Fig 1.
NMII grows robustly in C57BL6/J BMDM differentiated with rmM-CSF.
(A) BMDM in 24-well plates were infected with NMII at an MOI of 0.1 or 10. Bacterial growth was assessed by quantifying genomic equivalents (GE). Results are expressed as the means of three biological replicates from one experiment and are representative of three independent experiments. Error bars indicate the standard deviations of the means. (B) BMDM on coverslips in 24-well plates were infected with NMII at an MOI of 10. Cells were fixed immediately after infection (Day 0), and at 1 and 3 days post-infection. Cells were stained for NMII (green) and DNA (blue), and fluorescent images overlaid with the corresponding phase contrast image. Bar, 10 μm.
Fig 2.
The NMII-occupied vacuole of C57BL/6J BMDM has lysosomal characteristics.
(A) BMDM infected for 3 days and stained for NMII (red), LAMP1 (green), and DNA (blue). (B) BMDM infected for 3 days and incubated with DQ Green BSA to detect lysosomal proteolytic activity (green). Arrows denote Coxiella-containing vacuoles. An arrowhead demarks an uninfected cell. In both panels, nuclei are stained with Hoescht (blue) and fluorescent images are overlaid with the corresponding phase contrast image. Bars, 5 μm.
Fig 3.
Permissive C57BL/6J BMDM display an M0 phenotype.
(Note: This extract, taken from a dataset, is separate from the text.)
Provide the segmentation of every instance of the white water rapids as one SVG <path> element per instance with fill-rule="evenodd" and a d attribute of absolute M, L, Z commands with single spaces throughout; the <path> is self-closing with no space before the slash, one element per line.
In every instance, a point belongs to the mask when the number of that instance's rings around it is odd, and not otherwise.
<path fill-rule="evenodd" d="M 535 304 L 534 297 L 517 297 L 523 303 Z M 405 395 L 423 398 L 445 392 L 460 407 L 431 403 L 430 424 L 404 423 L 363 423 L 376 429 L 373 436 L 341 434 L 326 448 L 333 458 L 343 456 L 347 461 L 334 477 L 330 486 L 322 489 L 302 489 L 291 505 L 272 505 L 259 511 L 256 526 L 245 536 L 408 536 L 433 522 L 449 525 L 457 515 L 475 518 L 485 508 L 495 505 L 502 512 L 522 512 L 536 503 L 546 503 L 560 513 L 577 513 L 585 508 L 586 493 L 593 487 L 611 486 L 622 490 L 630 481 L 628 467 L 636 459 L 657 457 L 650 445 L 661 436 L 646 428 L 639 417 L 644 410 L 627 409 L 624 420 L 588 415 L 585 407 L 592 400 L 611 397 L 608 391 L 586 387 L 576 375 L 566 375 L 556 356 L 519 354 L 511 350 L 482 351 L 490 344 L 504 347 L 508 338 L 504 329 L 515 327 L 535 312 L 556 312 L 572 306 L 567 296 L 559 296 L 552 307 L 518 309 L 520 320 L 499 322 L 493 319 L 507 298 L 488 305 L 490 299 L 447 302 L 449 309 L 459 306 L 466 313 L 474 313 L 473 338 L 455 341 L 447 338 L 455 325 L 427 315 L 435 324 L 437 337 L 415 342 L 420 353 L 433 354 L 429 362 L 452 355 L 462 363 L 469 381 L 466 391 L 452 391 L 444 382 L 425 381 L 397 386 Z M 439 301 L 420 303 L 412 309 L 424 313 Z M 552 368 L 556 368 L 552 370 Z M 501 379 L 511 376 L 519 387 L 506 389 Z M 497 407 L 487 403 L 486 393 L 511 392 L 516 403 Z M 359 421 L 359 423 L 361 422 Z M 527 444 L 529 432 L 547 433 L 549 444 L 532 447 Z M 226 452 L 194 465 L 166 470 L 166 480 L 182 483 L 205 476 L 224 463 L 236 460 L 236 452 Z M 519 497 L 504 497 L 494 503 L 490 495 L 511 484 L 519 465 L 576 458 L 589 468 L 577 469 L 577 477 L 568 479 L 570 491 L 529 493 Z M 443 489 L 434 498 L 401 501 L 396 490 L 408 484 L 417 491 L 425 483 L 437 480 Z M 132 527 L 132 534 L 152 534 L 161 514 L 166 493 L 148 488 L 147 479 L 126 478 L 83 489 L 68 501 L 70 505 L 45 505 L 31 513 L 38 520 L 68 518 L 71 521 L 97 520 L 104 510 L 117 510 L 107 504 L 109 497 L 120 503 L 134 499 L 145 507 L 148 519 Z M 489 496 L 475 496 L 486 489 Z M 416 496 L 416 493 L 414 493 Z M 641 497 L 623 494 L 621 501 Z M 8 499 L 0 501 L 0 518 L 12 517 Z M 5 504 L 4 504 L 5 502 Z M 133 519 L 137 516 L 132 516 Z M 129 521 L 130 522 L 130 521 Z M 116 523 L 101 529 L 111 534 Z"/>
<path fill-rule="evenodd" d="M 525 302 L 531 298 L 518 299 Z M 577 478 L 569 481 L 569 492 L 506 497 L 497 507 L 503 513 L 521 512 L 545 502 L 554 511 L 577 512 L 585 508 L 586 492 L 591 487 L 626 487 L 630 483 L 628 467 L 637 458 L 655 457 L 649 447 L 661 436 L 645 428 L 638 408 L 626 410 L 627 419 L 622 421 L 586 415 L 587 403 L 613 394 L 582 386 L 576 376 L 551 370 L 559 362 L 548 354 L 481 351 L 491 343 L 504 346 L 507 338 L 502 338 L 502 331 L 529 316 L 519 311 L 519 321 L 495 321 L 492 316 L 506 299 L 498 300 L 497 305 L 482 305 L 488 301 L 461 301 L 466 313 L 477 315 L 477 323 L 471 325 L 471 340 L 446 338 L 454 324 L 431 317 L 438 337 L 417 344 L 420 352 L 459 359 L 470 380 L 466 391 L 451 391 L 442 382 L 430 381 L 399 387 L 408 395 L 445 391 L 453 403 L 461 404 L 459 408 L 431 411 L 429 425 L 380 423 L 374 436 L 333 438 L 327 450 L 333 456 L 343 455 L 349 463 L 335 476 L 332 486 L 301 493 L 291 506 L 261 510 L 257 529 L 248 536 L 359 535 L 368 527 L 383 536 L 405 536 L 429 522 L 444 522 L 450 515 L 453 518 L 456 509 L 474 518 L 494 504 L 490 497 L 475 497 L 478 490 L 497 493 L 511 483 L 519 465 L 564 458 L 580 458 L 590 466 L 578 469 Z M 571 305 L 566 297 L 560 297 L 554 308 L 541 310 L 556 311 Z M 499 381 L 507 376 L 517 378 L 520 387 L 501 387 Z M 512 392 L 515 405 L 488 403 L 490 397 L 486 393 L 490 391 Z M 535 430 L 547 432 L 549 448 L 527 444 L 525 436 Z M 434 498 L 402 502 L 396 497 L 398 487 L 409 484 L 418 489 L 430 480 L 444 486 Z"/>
BMDM were mock infected or infected with NMII at an MOI of 10. At 56 h post-infection, cells were treated with medium (no stimulation), 100 ng/ml LPS, or 20 ng/ml IL4. Six h prior to treatment with LPS, cells were also treated with 20 ng/ml IFNγ. Flow cytometry was conducted at 72 h post-infection. (A) Cells were gated on live CD11b+ F4/80+ cells with additional gating on infected cells based on NMII signal. (B) Expression of CD38 and early growth response protein 2 (Egr2), markers of classically activated (M1) and alternatively activated (M2) macrophages, respectively. Results are representative of three independent experiments.
Fig 4.
NMII-infected C57BL/6J BMDM produce moderate amounts of TNF and nitric oxide.
BMDM were infected with NMII at an MOI of 50. At 8 h post-infection, cells were mock treated or treated with 100 ng/ml LPS (TLR4 ligand), 10 μg/ml zymosan (TLR2 ligand), or 10 ng/ml TNF (nitrite assay only). Following an 18 h treatment, culture supernatants were assayed for TNF by using an ELISA kit (A) and nitric oxide by determining nitrite concentration with the Griess reagent (B). Results are expressed as the means of three biological replicates from one experiment and are representative of two independent experiments. Error bars indicate the standard deviations of the means.
Fig 5.
Wild type and Nramp1-positive ER-Hoxb8 macrophages are permissive for NMII growth.
(A) Bone marrow-derived myeloid progenitors from wild type and C57BL/6J Nramp1+ mice were immortalized with an estrogen-regulated Hoxb8 (ER-Hoxb8) oncogene. Macrophages were derived from immortalized progenitors using M-CSF and infected with NMII at an MOI of 10. Approximately 2 logs of NMII growth, based on genome equivalents (GE), was observed in both C57BL/6J and C57BL/6J ER-Hoxb8 Nramp1+ macrophages over a 6 day time course. Results are expressed as the means of three biological replicates from one experiment and are representative of two independent experiments. Error bars indicate the standard deviations of the means. (B) Confocal fluorescence micrographs of ER-Hoxb8 micrographs showing large vacuoles harboring NMII (red) in both cell types at 3 days post-infection. DNA is stained with DAPI (blue). Bar, 10 μm. (C) Primary BMDM from wild type and C57BL/6J Nramp1+ mice differentiated with rmM-CSF were infected with NMII at an MOI of 0.1. Approximately 2 logs of NMII growth, based on genome equivalents (GE), was achieved at early stationary phase (3 days post-infection) in both cell types. (D) Primary BMDM from wild type and C57BL/6J Nramp1+ mice differentiated with rmM-CSF were infected with Salmonella Typhimurium at an MOI of 5. Colony forming units (CFUs), representing intracellular bacteria, were enumerated at 1, 2, and 10 h post-infection by plating macrophage lysates on LB-agar plates. Significantly less CFU were recovered from Nramp1+ macrophages then from wild type macrophages at 10 h post-infection (asterisks, p <0.01). Results are expressed as the means of three biological replicates from one experiment and are representative of two independent experiments. Error bars indicate the standard deviations of the means.